ノブユキ マツイ(Nobuyuki Matsui)の2022年春夏コレクションが、2021年9月1日(水)に発表された。
今シーズンのノブユキ マツイは、ブランドの核にあるテーラードをベースにおきながら、春の匂いが香り立つ穏やかなピースを展開。「Through the curtain」をテーマに据え、カーテン越しに感じる日差しの心地よさや、カーテンを通じて見る世界の曖昧な美しさに着想し、コレクションを作り上げている。
メインテキスタイルは、カーテンからインスピレーションを得たホワイトのレース。テーラードジャケットやガウンコート、ベスト、シャツなど、あらゆるアイテムを繊細なレースで仕立てている。レースのシャツやトップスは、アウターなどとレイヤードする形で提案されており、その様子もどこか二重にして天井から吊るされた布地の面影を感じさせる。
素肌を連想させる透け感のあるレースが、春らしい軽やかなムードを運んできているのは言うまでもないが、穏やかなカラーパレットもまた、今季のクリエーションを心地よいものにしている。
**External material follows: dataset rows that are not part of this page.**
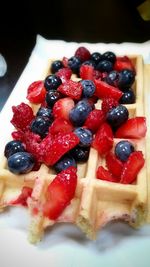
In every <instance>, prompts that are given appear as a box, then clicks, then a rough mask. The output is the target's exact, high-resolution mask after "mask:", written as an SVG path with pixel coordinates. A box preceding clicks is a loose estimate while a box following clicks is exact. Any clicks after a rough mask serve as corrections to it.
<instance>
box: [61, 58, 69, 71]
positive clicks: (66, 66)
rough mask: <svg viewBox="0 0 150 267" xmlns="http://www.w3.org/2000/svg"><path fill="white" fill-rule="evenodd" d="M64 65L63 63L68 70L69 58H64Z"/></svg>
mask: <svg viewBox="0 0 150 267" xmlns="http://www.w3.org/2000/svg"><path fill="white" fill-rule="evenodd" d="M62 63H63V65H64V67H65V68H68V58H67V57H63V58H62Z"/></svg>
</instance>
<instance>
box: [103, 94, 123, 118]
mask: <svg viewBox="0 0 150 267" xmlns="http://www.w3.org/2000/svg"><path fill="white" fill-rule="evenodd" d="M118 105H119V103H118V101H117V100H116V99H114V98H111V97H108V98H104V99H103V101H102V110H103V112H104V113H105V114H106V113H107V112H108V111H109V110H111V109H112V108H115V107H117V106H118Z"/></svg>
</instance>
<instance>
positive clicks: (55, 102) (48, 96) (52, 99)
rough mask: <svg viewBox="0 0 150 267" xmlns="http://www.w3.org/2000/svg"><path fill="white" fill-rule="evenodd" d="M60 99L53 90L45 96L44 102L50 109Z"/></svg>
mask: <svg viewBox="0 0 150 267" xmlns="http://www.w3.org/2000/svg"><path fill="white" fill-rule="evenodd" d="M61 97H62V95H61V93H60V92H58V91H55V90H49V91H48V92H47V94H46V97H45V100H46V103H47V105H48V107H50V108H52V107H53V106H54V104H55V103H56V102H57V100H58V99H60V98H61Z"/></svg>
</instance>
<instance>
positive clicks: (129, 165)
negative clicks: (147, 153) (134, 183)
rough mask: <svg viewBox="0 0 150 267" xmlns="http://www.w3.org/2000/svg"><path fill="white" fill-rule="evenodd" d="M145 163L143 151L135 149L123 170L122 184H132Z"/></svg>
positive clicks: (131, 153) (131, 154) (121, 181)
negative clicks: (138, 150)
mask: <svg viewBox="0 0 150 267" xmlns="http://www.w3.org/2000/svg"><path fill="white" fill-rule="evenodd" d="M144 163H145V160H144V157H143V153H142V152H141V151H134V152H133V153H131V154H130V156H129V158H128V160H127V162H125V164H124V166H123V170H122V175H121V180H120V182H121V183H122V184H130V183H133V182H134V181H135V179H136V178H137V175H138V173H139V171H140V170H141V169H142V168H143V166H144Z"/></svg>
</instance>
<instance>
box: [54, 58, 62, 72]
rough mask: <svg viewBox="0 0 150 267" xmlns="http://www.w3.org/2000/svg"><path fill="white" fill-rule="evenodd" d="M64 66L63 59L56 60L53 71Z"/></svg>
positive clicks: (61, 68)
mask: <svg viewBox="0 0 150 267" xmlns="http://www.w3.org/2000/svg"><path fill="white" fill-rule="evenodd" d="M63 67H64V66H63V63H62V61H61V60H55V61H53V62H52V64H51V73H55V72H57V71H58V70H60V69H62V68H63Z"/></svg>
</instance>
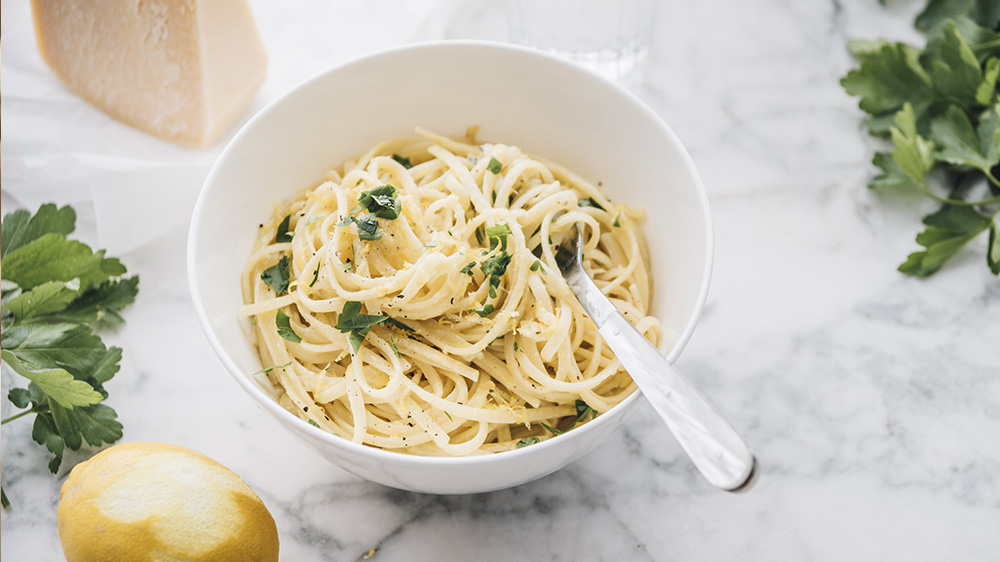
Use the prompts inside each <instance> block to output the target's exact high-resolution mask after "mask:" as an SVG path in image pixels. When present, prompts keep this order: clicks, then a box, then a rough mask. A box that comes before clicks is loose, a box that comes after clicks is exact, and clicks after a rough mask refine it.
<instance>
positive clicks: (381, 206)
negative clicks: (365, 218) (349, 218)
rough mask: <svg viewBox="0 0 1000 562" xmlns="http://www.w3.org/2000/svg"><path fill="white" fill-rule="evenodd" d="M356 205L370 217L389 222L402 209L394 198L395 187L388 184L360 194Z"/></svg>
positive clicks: (395, 198) (395, 195)
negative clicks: (374, 217) (370, 215)
mask: <svg viewBox="0 0 1000 562" xmlns="http://www.w3.org/2000/svg"><path fill="white" fill-rule="evenodd" d="M358 204H359V205H361V208H362V209H364V210H366V211H368V212H369V213H370V214H371V215H374V216H376V217H378V218H380V219H389V220H393V219H396V218H397V217H399V211H400V210H401V209H402V207H403V203H402V201H400V200H399V197H397V196H396V186H394V185H390V184H385V185H380V186H378V187H376V188H375V189H371V190H369V191H363V192H361V196H360V197H358Z"/></svg>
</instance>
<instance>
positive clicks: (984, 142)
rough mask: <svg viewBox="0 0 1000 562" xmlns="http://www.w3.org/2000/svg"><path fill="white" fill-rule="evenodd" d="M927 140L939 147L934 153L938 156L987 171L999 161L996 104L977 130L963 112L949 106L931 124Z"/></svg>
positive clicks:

淡いグレーのデニムパンツや、ライトベージュのジャケット、ネイビーのニットカーディガンが、テーラードを主軸とするコレクションを、気負わぬコンフォートなムードへと導いている。
境目を曖昧にするカーテンからイマジネーションを膨らませ、人々の間にある境界線を取り払うようなアプローチも試みた。ランウェイにウィメンズモデルを登場させ、あくまでもメンズウェアとしてではあるが、ジェンダーレスなスタイルを提示している。
また、コーディネートも多種多様な人に、自由に臆することなく楽しんでほしい。そんな思いから、ジレのようなパーツを時にはジャケットの中に差し込み、時にはロングコートの上から重ねるなど、同一のアイテムをさまざまなスタイリングで提案した。
なお、今シーズンのショーは、ノブユキ マツイのアトリエにゲストを招き入れる形で開催。アトリエの天井はコレクションで使用された生地の切れ端で覆い、会場に装飾したカーテンには生産工程でB品として廃棄処理処分される予定だったシーチングを使用した。